Wyoming Senate rejects Medicaid expansion; critics question federal commitment
Wyoming's Senate defeated a bill Friday to expand the federal Medicaid program — apparently killing any chance the state will find a way this year to extend health insurance to thousands of low-income adults.
Medicaid expansion is a key element of the federal Affordable Care Act and has come under fire for years from Republicans in Congress. The state Senate voted 19-11 against the bill.
Gov. Matt Mead, a Republican, opposed expansion in Wyoming for most of his first term.
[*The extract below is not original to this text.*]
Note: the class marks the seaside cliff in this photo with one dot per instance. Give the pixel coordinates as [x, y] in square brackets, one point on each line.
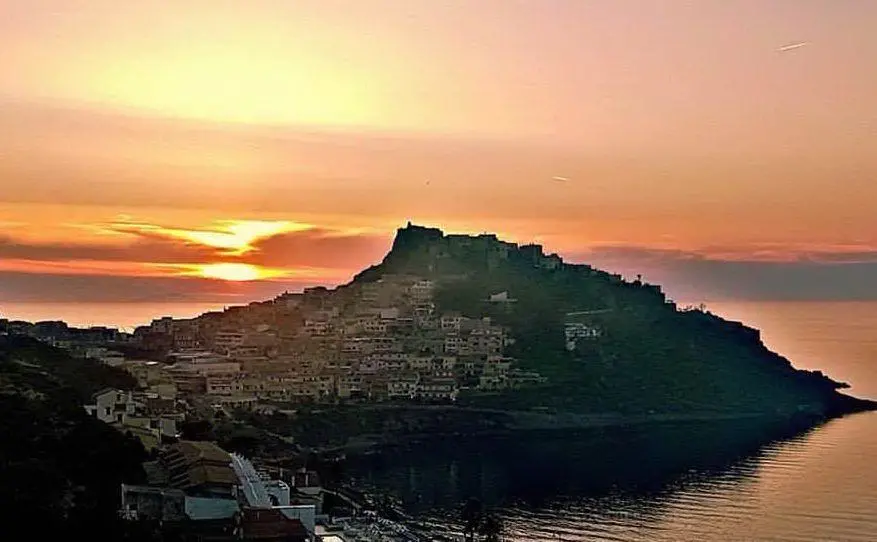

But this year he urged lawmakers to approve an expansion bill, saying Wyoming can no longer afford to forego federal funds.
Washington pledges to cover 100 percent of expansion costs through 2016, dropping to 90 percent after that.
The bill's main sponsor, Sen. Michael Von Flatern, R-Gillette, said expansion would provide health care coverage to 17,600 people in Wyoming, bring more than $100 million a year in new federal funds and create about 800 jobs.
Several senators said Friday they don't trust federal promises to keep paying. Some said they don't want to contribute to the national debt by accepting more federal dollars in any case.
"Make no doubt about it, this saddles more debt upon your children and your grandchildren," said Sen. Larry Hicks, R-Baggs, who voted against the bill.
Von Flatern said that Friday's vote could make it harder to get expansion in the future because the bill to the state will be higher.
After the vote, Rep. Elaine Harvey, R-Lovell, chairman of the House Labor, Health and Social Services Committee, said her committee wouldn't consider a parallel Medicaid expansion bill.
"We still have those people who are uninsured, and we still have those medical facilities that are not financially healthy. We need to take care of them," Harvey said. "But I saw it as an exercise in futility to move forward."
The Wyoming Hospital Association has pushed expansion. It says hospitals around the state are stuck with hundreds of millions of dollars in uncompensated costs annually as uninsured people are treated at emergency rooms.
Tom Forslund, director of the Wyoming Department of Health, had told lawmakers that expansion wouldn't affect the state's general fund because it would relieve pressure on other state health programs.
Chesie Lee, lobbyist for the Wyoming Association of Churches, had supported Medicaid expansion.
"We've worked on this for three years now, and to think that they've not been able to come up with a way to cover the people who are in that coverage gap is extremely disappointing," Lee said. "It's not like the money's not there. It is there. It's a matter of the political will to do it."
A similar proposal in Tennessee died Wednesday when that state's Senate Health Committee defeated Republican Gov. Bill Haslam's proposal to extend health coverage to 280,000 low-income residents.